The current ban also prohibits so-called mitochondrial replacement therapy, or three-parent babies.
Mitochondria replacement therapy, in which mitochondria carrying defective genes are replaced by healthy mitochondria from a third party is more palatable to some as mitochondrial DNA only carries a handful of genes that provide cellular energy production.
These scenarios of a three-parent baby involve transfer of the nucleus – containing the 23 chromosomes – from the egg of the mother with the defective mitochondria into an egg from which the nucleus has been removed but the healthy mitochondria remain. The actual genetic material is changed because there is DNA from two women. However, the DNA has not been cut, pasted or otherwise modified. Although testing the safety of three-parent babies will be allowed in some countries such as the United Kingdom, the U.S. ban includes this procedure.
What is germline editing?
At the heart of the issue is making genetic changes to cells that could be passed on to the next generation. These are called germline cells, and changing them is called germline editing. This brings these questions to the next level, with little information to support these heartwrenching choices.

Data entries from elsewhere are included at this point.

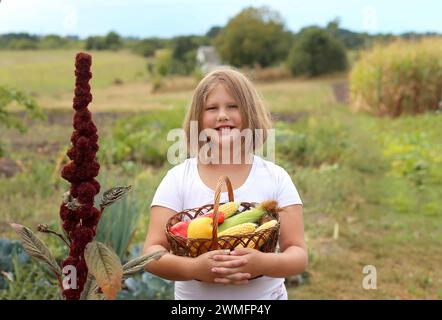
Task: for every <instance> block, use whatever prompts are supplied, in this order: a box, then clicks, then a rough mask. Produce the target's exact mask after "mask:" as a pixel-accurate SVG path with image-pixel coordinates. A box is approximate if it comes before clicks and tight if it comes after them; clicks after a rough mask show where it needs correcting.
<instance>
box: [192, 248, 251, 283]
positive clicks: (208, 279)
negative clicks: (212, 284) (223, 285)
mask: <svg viewBox="0 0 442 320" xmlns="http://www.w3.org/2000/svg"><path fill="white" fill-rule="evenodd" d="M229 252H230V251H229V250H214V251H209V252H206V253H204V254H202V255H200V256H198V257H196V258H195V259H194V262H195V268H193V269H194V274H195V275H196V277H195V278H196V279H197V280H200V281H204V282H218V283H224V284H245V283H247V282H248V279H249V278H250V274H249V273H247V272H236V271H235V270H236V269H237V268H239V267H242V266H243V265H244V264H245V263H246V261H245V260H244V259H238V257H236V258H237V259H230V260H229V259H222V258H220V257H226V256H227V257H228V256H229ZM213 268H222V269H223V270H226V272H225V280H224V281H222V282H221V281H216V280H215V279H216V278H217V277H219V274H217V273H215V272H213V271H212V270H213ZM229 270H230V272H229Z"/></svg>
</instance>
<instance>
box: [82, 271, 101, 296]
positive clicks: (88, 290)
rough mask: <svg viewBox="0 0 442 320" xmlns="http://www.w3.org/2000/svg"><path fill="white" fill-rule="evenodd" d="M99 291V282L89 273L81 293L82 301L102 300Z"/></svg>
mask: <svg viewBox="0 0 442 320" xmlns="http://www.w3.org/2000/svg"><path fill="white" fill-rule="evenodd" d="M98 289H99V287H98V284H97V281H96V280H95V279H94V277H93V276H92V275H91V274H90V273H89V274H88V275H87V280H86V283H85V284H84V287H83V291H82V292H81V296H80V300H101V297H100V294H99V293H98Z"/></svg>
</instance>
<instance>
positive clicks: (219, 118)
mask: <svg viewBox="0 0 442 320" xmlns="http://www.w3.org/2000/svg"><path fill="white" fill-rule="evenodd" d="M222 120H229V116H228V115H227V112H226V111H225V109H224V108H219V112H218V121H222Z"/></svg>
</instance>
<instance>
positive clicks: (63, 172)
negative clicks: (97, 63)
mask: <svg viewBox="0 0 442 320" xmlns="http://www.w3.org/2000/svg"><path fill="white" fill-rule="evenodd" d="M75 67H76V70H75V76H76V80H75V97H74V101H73V107H74V109H75V115H74V120H73V126H74V129H75V130H74V132H73V133H72V136H71V142H72V147H71V148H70V149H69V151H68V152H67V155H68V157H69V159H71V162H70V163H68V164H67V165H66V166H65V167H64V168H63V170H62V172H61V176H62V177H63V178H64V179H65V180H67V181H69V182H70V183H71V188H70V191H69V193H68V194H67V197H65V199H64V200H63V203H62V204H61V206H60V218H61V219H62V220H63V229H64V230H65V232H66V234H67V236H68V237H69V240H70V250H69V257H68V258H67V259H66V260H64V261H63V263H62V266H63V267H65V266H66V265H71V266H74V267H75V268H76V270H77V288H76V289H66V290H64V291H63V295H64V296H65V297H66V299H79V298H80V295H81V291H83V287H84V284H85V282H86V277H87V271H88V269H87V265H86V261H85V259H84V249H85V248H86V245H87V244H88V243H89V242H91V241H92V240H93V239H94V237H95V233H96V229H97V225H98V221H99V219H100V212H99V211H98V209H96V208H95V207H94V197H95V195H96V194H98V193H99V192H100V184H99V182H98V181H97V180H95V179H94V178H95V177H96V176H97V175H98V172H99V169H100V165H99V164H98V162H97V159H96V157H95V155H96V153H97V151H98V143H97V142H98V135H97V128H96V126H95V124H94V122H93V121H92V116H91V113H90V111H89V110H88V104H89V103H90V102H91V101H92V95H91V92H90V91H91V87H90V85H89V80H90V79H91V77H92V73H91V71H90V68H91V56H90V55H88V54H86V53H79V54H78V55H77V57H76V61H75ZM73 199H76V201H74V200H73Z"/></svg>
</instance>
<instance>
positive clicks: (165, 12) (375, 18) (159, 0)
mask: <svg viewBox="0 0 442 320" xmlns="http://www.w3.org/2000/svg"><path fill="white" fill-rule="evenodd" d="M249 6H253V7H262V6H267V7H269V8H271V9H273V10H276V11H278V12H279V13H280V15H281V16H282V18H283V20H284V22H285V25H286V28H287V29H288V30H291V31H293V32H297V31H299V30H300V29H301V28H303V27H305V26H310V25H319V26H325V25H326V24H327V23H328V22H329V21H331V20H333V19H335V18H337V17H338V18H339V19H340V26H341V27H342V28H345V29H349V30H352V31H357V32H368V33H371V34H373V33H393V34H400V33H404V32H409V31H413V32H438V33H442V18H441V16H442V1H440V0H418V1H417V0H365V1H362V0H334V1H326V0H302V1H300V0H274V1H270V0H268V1H260V0H255V1H252V0H249V1H248V0H218V1H213V0H212V1H210V0H193V1H191V0H0V34H2V33H10V32H26V33H31V34H37V35H46V34H58V35H61V36H66V35H77V36H80V37H81V38H85V37H87V36H91V35H105V34H107V33H108V32H109V31H115V32H117V33H118V34H120V35H122V36H132V37H140V38H144V37H153V36H156V37H167V38H169V37H173V36H177V35H190V34H198V35H202V34H205V33H206V32H207V31H208V30H209V29H210V28H211V27H212V26H224V25H226V24H227V22H228V21H229V19H230V18H232V17H233V16H235V15H236V14H237V13H239V12H240V11H241V10H242V9H244V8H246V7H249Z"/></svg>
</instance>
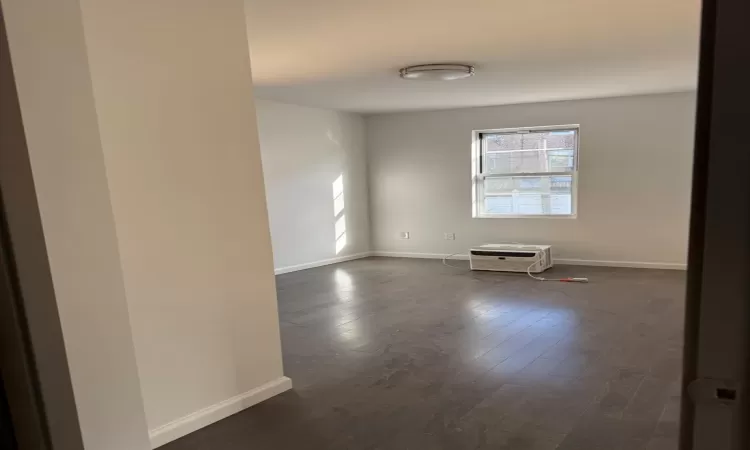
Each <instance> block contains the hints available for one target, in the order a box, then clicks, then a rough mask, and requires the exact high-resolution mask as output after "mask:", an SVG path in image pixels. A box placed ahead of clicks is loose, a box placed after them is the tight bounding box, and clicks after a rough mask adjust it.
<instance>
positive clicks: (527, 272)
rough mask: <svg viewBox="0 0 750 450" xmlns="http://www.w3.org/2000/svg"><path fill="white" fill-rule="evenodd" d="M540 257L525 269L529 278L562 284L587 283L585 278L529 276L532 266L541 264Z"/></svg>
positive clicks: (587, 278)
mask: <svg viewBox="0 0 750 450" xmlns="http://www.w3.org/2000/svg"><path fill="white" fill-rule="evenodd" d="M541 261H542V257H541V256H540V257H539V259H537V260H536V261H534V262H533V263H531V265H529V267H528V268H527V269H526V275H528V276H530V277H531V278H533V279H535V280H537V281H562V282H563V283H588V282H589V279H588V278H586V277H568V278H544V277H537V276H534V275H532V274H531V268H532V267H534V264H536V263H538V262H541Z"/></svg>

Germline editing can happen at different phases of fertilization. If we change the genetic makeup of a human egg or sperm, fertilize it, and transfer the resulting embryo into the womb, the result is a heritable genetic modification. Similarly, genetic changes to the embryo itself within the first few days after fertilization will be inherited by the embryo’s offspring. Both of these actions are currently banned.